We need an earlier invention of photography. Let´s say, the Chinese invent them in ancient times, maybe transported on the silk road and reaching Europe in the Middle ages or Renaissance. maybe widespread photography in the 17th century. Moving pictures by 1800.
 

Fenestella

Banned
We need an earlier invention of photography. Let´s say, the Chinese invent them in ancient times, maybe transported on the silk road and reaching Europe in the Middle ages or Renaissance. maybe widespread photography in the 17th century. Moving pictures by 1800.
Let's focus on the art and style rather than technology and logistics please
 
We need an earlier invention of photography. Let´s say, the Chinese invent them in ancient times, maybe transported on the silk road and reaching Europe in the Middle ages or Renaissance. maybe widespread photography in the 17th century.
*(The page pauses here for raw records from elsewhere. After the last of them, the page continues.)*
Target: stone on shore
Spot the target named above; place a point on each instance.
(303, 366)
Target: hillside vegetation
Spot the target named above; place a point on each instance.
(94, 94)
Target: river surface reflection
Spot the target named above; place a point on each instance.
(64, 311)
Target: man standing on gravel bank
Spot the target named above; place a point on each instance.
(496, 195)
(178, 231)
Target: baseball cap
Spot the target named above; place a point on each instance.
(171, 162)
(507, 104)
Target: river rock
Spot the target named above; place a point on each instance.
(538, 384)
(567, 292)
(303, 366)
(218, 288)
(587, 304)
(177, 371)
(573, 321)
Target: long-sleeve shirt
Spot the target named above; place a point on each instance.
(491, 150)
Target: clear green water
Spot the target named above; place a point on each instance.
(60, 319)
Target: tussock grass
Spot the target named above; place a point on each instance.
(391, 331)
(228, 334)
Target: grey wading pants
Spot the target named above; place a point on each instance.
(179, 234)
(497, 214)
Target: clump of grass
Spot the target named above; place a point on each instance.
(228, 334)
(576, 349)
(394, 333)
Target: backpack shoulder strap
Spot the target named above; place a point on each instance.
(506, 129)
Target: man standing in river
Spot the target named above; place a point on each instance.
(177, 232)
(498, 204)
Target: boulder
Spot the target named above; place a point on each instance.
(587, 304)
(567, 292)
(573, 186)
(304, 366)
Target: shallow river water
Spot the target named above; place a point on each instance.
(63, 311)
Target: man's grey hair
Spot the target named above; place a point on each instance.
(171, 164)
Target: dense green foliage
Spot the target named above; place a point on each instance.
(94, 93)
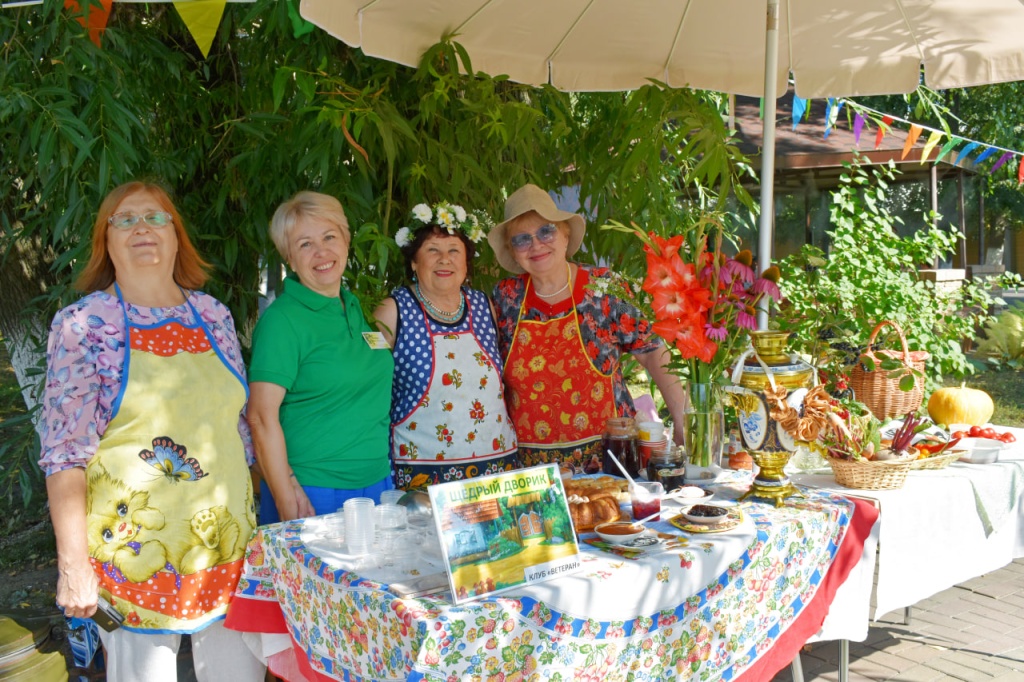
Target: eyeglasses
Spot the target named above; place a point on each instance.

Moving pictures by 1800.

Not necessarily.
You could start animated pictures with "cartoons".
Cinema had indeed several precursor technologies in late nineteenth century, some of which could conceivably be pushed back earlier by some time (indeed, the Lumière brothers priority of invention is contested precisely because of this).
Actual cinema of course requires photography of course, and in a fairly advanced version really, but that could be developed quicker and earlier if the other pieces are already in places.
I would also note that available technology would be a significant constraint for style: is sound available, for instance? What about color? and so on. People like George Meliès were extraordinarily inventive within the means they had, but their movies were structurally different from what is produced now (or even in the thirties) because they operated under so much different technical conditions, among other things.
I admit that I would love to see, say, what William Blake or Claude Monet could have done as directors.